Opinion

A senior space odyssey

We sympathize with any New York City seniors who are forced to move from apartments they’ve happily lived in for years — and without compensation. But when the rents they pay are subsidized by the government and the apartments they live in can accommodate larger families, something’s got to give.

That’s the pickle facing the New York City Housing Authority. And it offers a useful lesson about what happens when market incentives are taken out the housing equation.

At a recent City Council hearing, NYCHA officials said they might have to evict as many as 6,500 elderly people who live in apartments with extra space. That would enable the city to accommodate thousands of NYCHA families now squeezed into overcrowded units. All told, general manager Cecil House testified, some 56,000 NYCHA families live in apartments that have room for more people — while 15,000 families are crammed into units that are too small.

Now, folks who are forced to relocate after living in their homes for years might certainly find it traumatic. But it makes scant sense to subsidize, say, a single elderly woman living alone in a four-bedroom apartment while shoehorning a six-person family into a one- or two-bedroom unit.

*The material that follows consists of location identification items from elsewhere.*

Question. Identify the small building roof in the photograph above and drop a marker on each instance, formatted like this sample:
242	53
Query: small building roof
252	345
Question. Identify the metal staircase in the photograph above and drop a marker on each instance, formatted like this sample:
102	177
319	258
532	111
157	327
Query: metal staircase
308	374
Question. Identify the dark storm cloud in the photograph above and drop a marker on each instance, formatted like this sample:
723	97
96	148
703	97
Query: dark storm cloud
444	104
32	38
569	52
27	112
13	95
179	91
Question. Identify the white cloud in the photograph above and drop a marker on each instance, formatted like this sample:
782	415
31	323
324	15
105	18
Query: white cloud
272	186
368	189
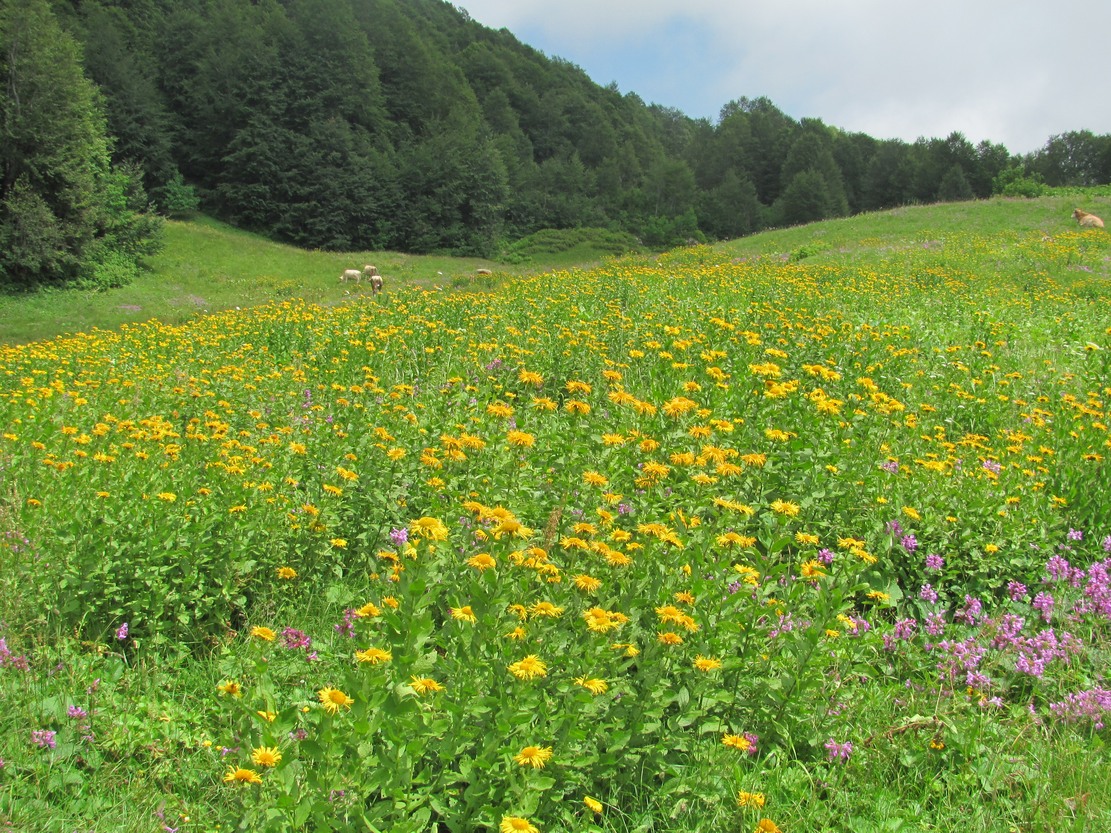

To fix this, NYCHA might have to resort to forced evictions. How different this is from the marketplace, which has in-built incentives for people to give up space they are not using.

Some seniors downsize so they can pay lower rents. If they own their units, they do it to realize a profit from a high selling price. Or they make the decision to stay put and absorb the costs of the extra space ­themselves.

Subsidized folks, by contrast, have less skin in the game, and thus less incentive to move.

It’s yet another argument against the distortions created by the overly regulated and overly subsidized housing market we have in New York.

And an argument for restoring a vibrant market where people can find housing they can afford on their own — and with it, the freedom to make their own decisions about whether or not they will move.